A member of the legume family, peas are typically part of a healthy meal plan. However, when you’re on the keto diet, things may be a bit different.
Below, we examine everything you need to know about eating peas and the keto diet.
FAQs About Peas and the Keto Diet
Let’s start with the basics — the most frequently asked questions about eating peas on the keto diet.
Q: Are peas keto-friendly?
A: Unfortunately, there isn’t a straight answer to this question. Generally speaking, legumes of all kinds are not keto-friendly, and peas are legumes. Still, there are many different types of peas, and some are better than others when it comes to carbs, protein, and fat.
The legume family includes the seeds or fruits of legume fruits, which can be defined as fruits that are pods. The edible part of these pods are the seeds. Peas, beans, lentils, alfalfa, tamarind, and peanuts are all legumes.
It’s important to note again here that most legumes aren’t keto-friendly. They simply have too many carbs and not enough protein. And remember that, botanically-speaking, peas (and all legumes) are fruits.
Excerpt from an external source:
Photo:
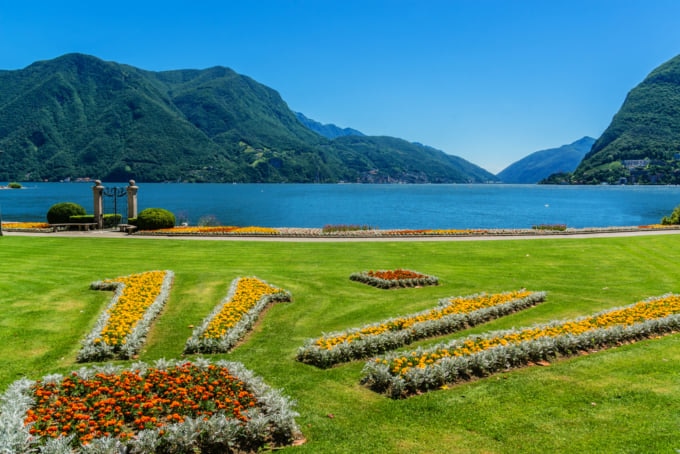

That’s because they have seeds and come from flowers’ ovaries — much like apples come from apple blossom flowers and also contain seeds. Fruits, as you likely know, are also not keto-friendly because they are high-carb and can prevent ketosis.
With all of this said, some peas are okay to eat on the keto diet. Green peas, for example, have a rather high number of net carbs, but sugar snap peas, on the other hand, have fewer grams of net carbs.
Naturally, it also depends on how many peas you’re consuming. If you do decide to have a few green peas in a keto-friendly dish, don’t worry — you’re not going to thwart all of your diet efforts because of this. But if you’re craving a large bowl of only green peas, it’s likely you’ll be setting yourself back in terms of carbs vs. protein consumed and ketosis.
Q: Why are some peas allowed on keto but other peas aren’t?
A: Again, not all peas are created equal. Sugar snap peas are relatively low carb while chickpeas and other peas have high numbers of net carbs.
Q: Why are peas generally better for keto than beans?
A: Because the keto diet aims to facilitate the consumption of a low-carb, high-protein, and relatively high-fat diet, foods like beans simply don’t fit.
Again, beans are a part of the legume family and are certainly a healthy food. On the other hand, they have quite a high number of carbs in them — and that goes for most all types of beans, from kidney and navy beans to pinto and black beans.
Many people mistake beans for a keto-friendly food because of their high protein content. Indeed, beans do have high protein content. However, this is again overridden by their high levels of total carbs.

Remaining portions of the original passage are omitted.